Abs. 3 erster Satz normiert einen Anspruch der VAEB gegenüber der ÖBB Holding AG auf Ersatz des ihr durch ihre Mitwirkung gemäß Abs. 2 entstehenden Aufwands; Abs. 4 spricht von Startaufwänden sowie laufenden Aufwänden und Erträgen, Abs. 6 von Verwaltungsaufwand und Abs. 9 von Aufwänden. Es ist unklar, ob der Aufwand­ersatzanspruch des Abs. 3 erster Satz alle Aufwendungen, also nicht bloß den (einmaligen und laufenden) Verwaltungsaufwand, sondern insb. auch die von der VAEB als „pensionsauszahlender Stelle“ iSd § 2c BB‑PG auszuzahlenden Pensionen erfasst (vgl. hinsichtlich der möglichen Aufwendungen zB die Kosten­ersatzregelungen des § 23 BPGG); dies sollte jedenfalls klargestellt werden.

Nach Abs. 12 entscheiden die dort genannten Bundesminister im Fall der Nichteinigung über den von der ÖBB Holding AG an die VAEB zu leistenden Aufwandersatz endgültig, wobei offenbar eine Entscheidung durch Bescheid gemeint ist. Bei diesem Aufwandersatz dürfte es sich um civil rights iSd Art. 6 Abs. 1 EMRK handeln, die nach der Rechtsprechung des VfGH dem sog. Kernbereich des Zivilrechts zuzurechnen sind (VfSlg. 11.500/1987), sodass darüber ein Tribunal mit eigenständiger Sach- und Rechtskognition zu entscheiden hat; eine bloß nach­prüfende (kassatorische) Kontrolle des Bescheides durch den VwGH bzw. VfGH genügt nicht.

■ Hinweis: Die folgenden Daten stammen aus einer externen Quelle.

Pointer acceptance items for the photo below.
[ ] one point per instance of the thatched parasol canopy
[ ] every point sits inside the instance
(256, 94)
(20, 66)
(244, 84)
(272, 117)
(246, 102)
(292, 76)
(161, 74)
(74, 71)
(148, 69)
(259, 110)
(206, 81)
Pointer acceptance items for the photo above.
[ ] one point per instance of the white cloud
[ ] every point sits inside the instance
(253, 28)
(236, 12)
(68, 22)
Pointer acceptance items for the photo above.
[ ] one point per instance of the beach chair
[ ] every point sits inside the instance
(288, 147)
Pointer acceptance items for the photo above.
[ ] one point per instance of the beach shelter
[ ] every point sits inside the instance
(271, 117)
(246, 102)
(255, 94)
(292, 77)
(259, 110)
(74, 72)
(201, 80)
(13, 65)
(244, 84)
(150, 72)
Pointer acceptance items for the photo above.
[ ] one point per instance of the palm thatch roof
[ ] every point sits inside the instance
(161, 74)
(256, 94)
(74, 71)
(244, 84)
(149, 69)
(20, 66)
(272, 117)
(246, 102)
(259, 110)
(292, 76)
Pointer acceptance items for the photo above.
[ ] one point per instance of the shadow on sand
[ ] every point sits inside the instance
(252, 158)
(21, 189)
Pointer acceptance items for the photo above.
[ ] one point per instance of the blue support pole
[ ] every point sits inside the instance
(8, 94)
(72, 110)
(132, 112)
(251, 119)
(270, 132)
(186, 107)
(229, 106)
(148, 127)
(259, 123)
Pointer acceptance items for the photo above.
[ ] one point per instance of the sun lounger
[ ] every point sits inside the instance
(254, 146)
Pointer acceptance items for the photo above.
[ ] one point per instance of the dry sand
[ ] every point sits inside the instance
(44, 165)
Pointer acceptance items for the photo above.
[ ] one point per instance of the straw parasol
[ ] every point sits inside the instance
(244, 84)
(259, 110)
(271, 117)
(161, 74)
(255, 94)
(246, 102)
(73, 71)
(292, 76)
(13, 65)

Zu Art. 4 (Änderung des ASGG):

Nach den Erläuterungen soll die Entscheidung über die Höhe des Ruhe- und Versorgungsgenusses nach dem BB‑PG durch Bescheid der VAEB erfolgen und nachfolgend eine sukzessive Kompetenz eröffnet werden. Dazu müsste in § 67 Abs. 1 ASGG die Entscheidung des Versicherungsträgers über die Höhe des Ruhe- und Versorgungsgenusses nach dem BB‑PG als Verfahrensvoraussetzung normiert werden.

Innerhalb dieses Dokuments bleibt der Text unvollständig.